Daí porque cabe à Procuradoria Geral do Estado atuar, consultiva e proativamente, como instituição mediadora e condutora dos ajustes, acordos, parcerias e negócios, transnacionais e internacionais, aos quadros da juridicidade democrática, nos termos da Constituição, do Direito e das realidades e necessidades do ente federativo estadual. Para tanto, é fundamental empreender uma releitura da Constituição brasileira de 1988, sob as luzes do princípio jurídico da sustentabilidade multidimensional, global, local e orientada, também, pela consensualidade baseada na paradiplamocia.
Desde logo, para se entender sistemicamente o enunciado do art. 21, I, da Constituição brasileira de 1988, de modo a se conferir preponderância, mas não exclusividade, à União Federal para a celebração de acordos internacionais. Não haverá essa preponderância quando o interesse jurídico-político diga respeito ao ente federativo subnacional, em respeito aos princípios da predominância dos interesses regionais e da subsidiariedade.

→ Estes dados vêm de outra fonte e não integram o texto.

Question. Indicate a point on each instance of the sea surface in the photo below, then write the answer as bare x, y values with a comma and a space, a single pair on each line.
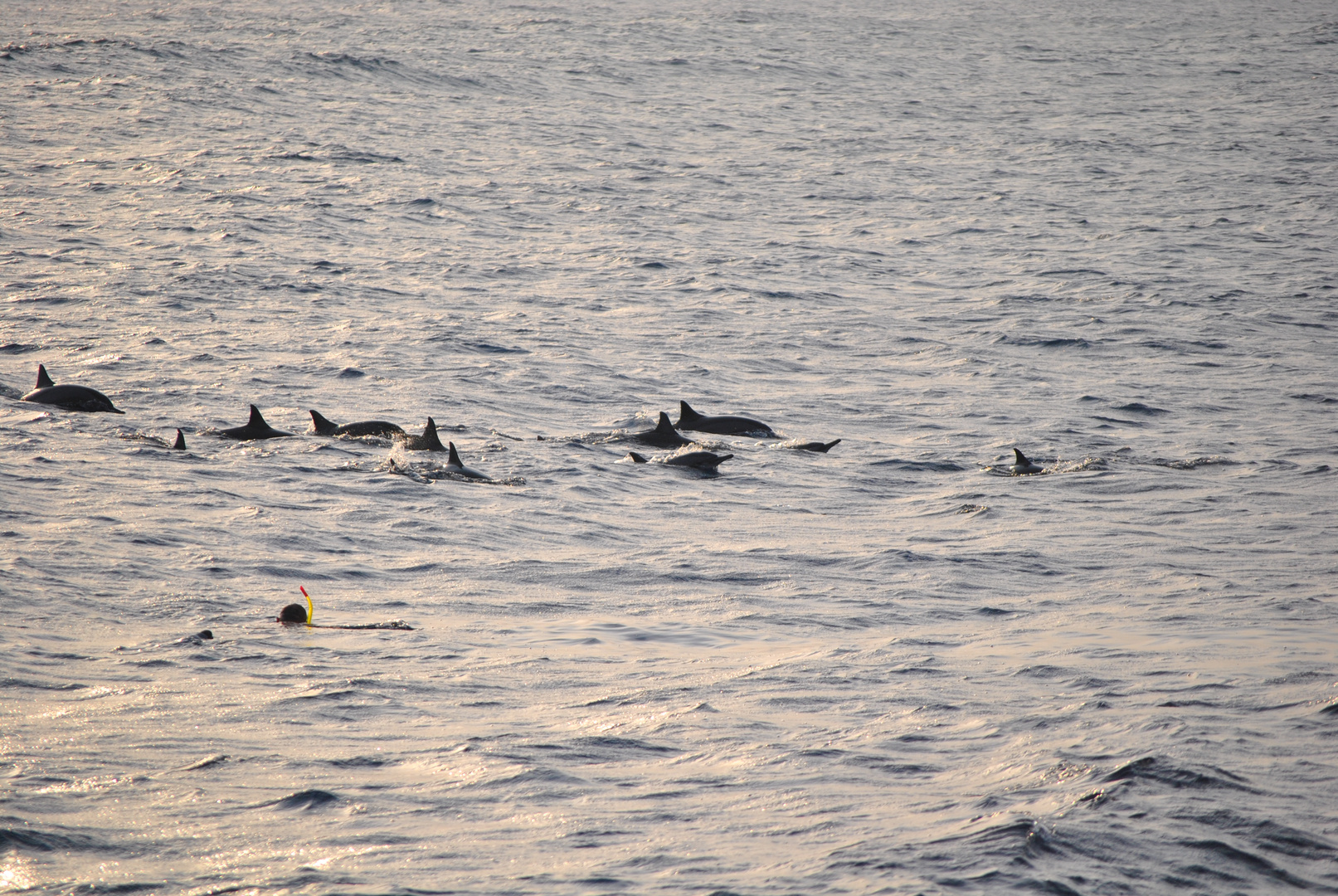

Em outros termos, o Estado-membro também deve buscar, na sua respectiva realidade regional, a promoção do desenvolvimento sustentável multidimensional, com a redução das desigualdades regionais, nos termos do art. 3º da mesma matriz constitucional. Esse entendimento reforça a autonomia estadual, prevista no art. 18 da Constituição brasileira de 1988.
Ademais, não há qualquer vedação constitucional para que o Estado cumpra as suas missões administrativas previstas no art. 23 da mesma matriz constitucional, por meio de parcerias transnacionais ou internacionais. Significa dizer, diante da ausência de vedação ao Estado para a celebração de parcerias transnacionais e internacionais, é constitucionalmente possível a celebração destas, nos termos do art. 25, § 1º da Constituição brasileira de 1988.
Além disso, o alcance prático dos princípios jurídicos da eficiência, economicidade e eficácia das ações administrativas específicas do Estado, a partir de parcerias transnacionais e internacionais, nos termos dos arts. 37, caput, 70 e 74, todos da mesma matriz constitucional, não pode ficar submetido à pura vontade política da União Federal para a celebração das ditas parcerias, sob pena de inviabilização de boas políticas públicas estaduais, a partir de cooperação sustentável multidimensional, para além do território nacional. Admitir essa hipótese seria reduzir, de forma irrazoável e desproporcional, a autonomia federativa do Estado-membro.
Avançando nas considerações, é possível sustentar que somente os compromissos transnacionais ou internacionais, com dimensão nacional, e potencial para acarretar encargos ou compromissos gravosos ao patrimônio nacional como um todo, devem ser firmados e controlados no nível da União federal, consoante os arts. 49, I e 84, VIII, ambos da Constituição brasileira de 1988.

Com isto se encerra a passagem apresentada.